Vande Mataram may replace Abide With Me as Beating the Retreat finale
Bands from the three services and the Central Armed Police Forces perform at Vijay Chowk to mark the end of annual Republic Day celebrations.
The Beating the Retreat ceremony on January 29 is likely to end with India’s national song Vande Mataram, said two government officials asking not to be named, possibly ending a decades-long tradition of closing the ceremony with Abide With Me, a Christian hymn that was said to be Mahatma Gandhi’s favourite.

Bands from the three services and the Central Armed Police Forces perform at Vijay Chowk to mark the end of annual Republic Day celebrations.
“Different tunes are experimented with at the Beating Retreat ceremony. This year Vande Mataram is likely to replace Abide With Me,” said the first official cited above.
“It’s always good to repackage the ceremony with new Indian tunes to make it more interesting for the spectators,” said a second official on condition of anonymity. Congress spokesperson Pranav Jha questioned the motive behind the move. “‘Abide with me’ as well as ‘Vande Mataram’ are odes to the supreme being! We accepted Bankim’s Vande Mataram as our National Song as an ode to the Supreme Motherland... What is amazing is the priority of this government which rather than looking at abysmally low employment, crashing economy, unprecedented labour suicide and sky rocketing food inflation, is focussed on changing the music of beating retreat for the singular purpose of yet again creating rift.”
Last year, out of the 27 performances, 19 tunes were composed by Indian musicians.

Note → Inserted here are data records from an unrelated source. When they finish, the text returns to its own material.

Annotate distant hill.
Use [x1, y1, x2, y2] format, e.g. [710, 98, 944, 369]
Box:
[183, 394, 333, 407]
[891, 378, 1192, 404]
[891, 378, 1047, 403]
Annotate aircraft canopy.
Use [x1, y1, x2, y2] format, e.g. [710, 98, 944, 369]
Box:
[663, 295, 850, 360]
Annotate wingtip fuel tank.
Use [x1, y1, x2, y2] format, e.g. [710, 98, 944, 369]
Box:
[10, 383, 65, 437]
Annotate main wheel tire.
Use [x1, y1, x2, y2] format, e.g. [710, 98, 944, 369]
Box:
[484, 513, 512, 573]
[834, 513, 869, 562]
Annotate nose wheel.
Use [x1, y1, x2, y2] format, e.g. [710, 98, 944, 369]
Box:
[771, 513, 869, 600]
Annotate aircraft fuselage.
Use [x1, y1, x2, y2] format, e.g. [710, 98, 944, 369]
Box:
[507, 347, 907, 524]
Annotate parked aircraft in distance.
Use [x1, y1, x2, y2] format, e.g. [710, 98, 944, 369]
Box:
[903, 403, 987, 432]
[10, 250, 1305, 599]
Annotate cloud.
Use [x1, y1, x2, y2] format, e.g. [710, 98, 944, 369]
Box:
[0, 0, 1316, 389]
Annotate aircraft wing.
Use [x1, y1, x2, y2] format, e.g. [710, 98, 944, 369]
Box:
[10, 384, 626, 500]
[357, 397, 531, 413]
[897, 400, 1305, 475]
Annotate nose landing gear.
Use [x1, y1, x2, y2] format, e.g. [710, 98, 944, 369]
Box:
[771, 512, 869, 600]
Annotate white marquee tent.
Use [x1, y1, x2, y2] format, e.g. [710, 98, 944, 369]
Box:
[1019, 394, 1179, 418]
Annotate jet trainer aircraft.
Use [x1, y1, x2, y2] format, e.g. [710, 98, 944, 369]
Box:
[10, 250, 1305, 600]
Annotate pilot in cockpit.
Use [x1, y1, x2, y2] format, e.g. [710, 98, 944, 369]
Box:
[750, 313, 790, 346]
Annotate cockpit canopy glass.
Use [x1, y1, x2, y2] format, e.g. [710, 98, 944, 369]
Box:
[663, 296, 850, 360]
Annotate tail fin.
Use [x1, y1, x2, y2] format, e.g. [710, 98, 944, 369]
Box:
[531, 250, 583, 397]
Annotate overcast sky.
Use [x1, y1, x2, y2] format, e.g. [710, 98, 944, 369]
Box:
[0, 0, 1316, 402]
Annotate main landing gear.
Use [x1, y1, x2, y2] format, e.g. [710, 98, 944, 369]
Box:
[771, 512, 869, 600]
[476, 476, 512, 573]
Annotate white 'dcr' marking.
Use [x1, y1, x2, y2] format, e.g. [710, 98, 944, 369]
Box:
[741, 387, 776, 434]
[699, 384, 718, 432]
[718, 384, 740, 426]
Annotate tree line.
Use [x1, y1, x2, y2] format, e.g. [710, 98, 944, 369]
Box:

These tunes included Indian Star, Paharon ki Rani, Kumaoni Geet, Jai Janam Bhumi, Queen of Satpura and Vijay Bharat.
Apart from Abide With Me, composed by Henry Francis Lyte and often set to the tune Eventide by William Henry Monk, the eight western tunes included Fanfare by Buglers, Sound Barrier, Emblazoned, Twilight and Drummers Call. The formal ceremony traces its origins to the early 1950s in India. A centuries-old tradition, Beating the Retreat marked the end of day’s fighting during battle and soldiers returning to their camps in the evening.